Facticity are the qualities experienced by the third party, ie, height, skin colour, weight, job role - but these things cannot define you as a person. Transcendence is the inner relationship we have to the world and can only be experienced by the individual, it's highly subjective. Bad faith comes from denying one or both of these things. Look up Sartre's 'woman seduced' or 'waiter' example for bad faith. The woman is identifying solely in her transcendence and is denying any facticity, but the waiter is denying his transcendence and identifying with his facticity.





Phew...I hope this helps a little bit. Email me if you need more, I got tons of this stuff!|||Sartre’s bad faith is a term used to describe an individual who denies their general state of existence as a being who can transcend his or her own facticity.
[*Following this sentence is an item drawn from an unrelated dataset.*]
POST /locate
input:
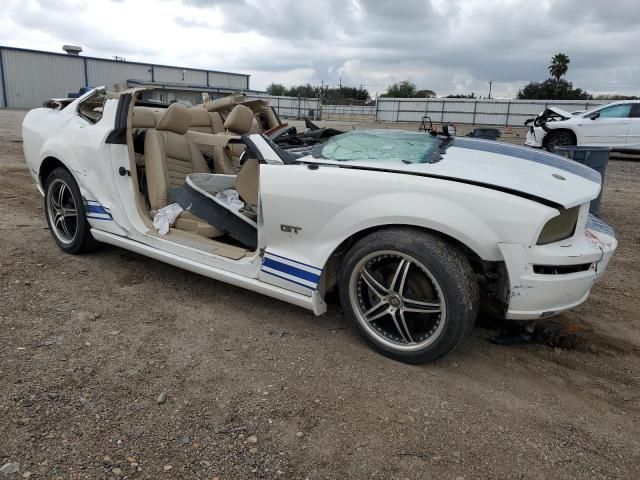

Bad faith comes from a natural need to lie to ourselves in order to regulate our impulses however it only comes to be fully developed when we begin to believe in this lie.This self-deception does not run into the problems faced by Freud when he tries to explain how the conscious interacts with the unconscious parts. For example when I say “I am not a murderer so I will not do it” it is alright to believe in this reasoning but it is a mistake to buy into it any more than as a regulatory process rather than some hidden drive.



We are induced into bad faith commonly during what Sartre calls “the look” which is when we perceive ourselves as though through others eyes as our own "facticity". Once we begin to define ourselves by what we are in any absolute way we are denying an even more basic definition of ourselves that humans are always free to choose (or free to transcend this facticity). However this freedom is not the remedy for bad faith. transcendence can run in to problems as well when we place too much emphasis on our ability of transcendence. For instance if I admit that I have in the past always acted cowardly but I have the opportunity to change this fact tomorrow I am in bad faith because I am denying a basic understanding of myself. Only by knowing what you are can you begin to change yourself.



In the end Sartre wants people to recognize themselves as brave when they are brave but not to hold too strongly to this definition because you are never more courageous than you are cowardly at the moment of decision. Sartre concludes a balance must be sought between our transcendence and our facticity. Bad faith is a dis harmony between facticity and transcendence.



Although Sartre argues that man can find a balance it seems we are always either in a state of transcendence's bad faith or facticity's bad faith.....swaying between the two never finding that sweet spot.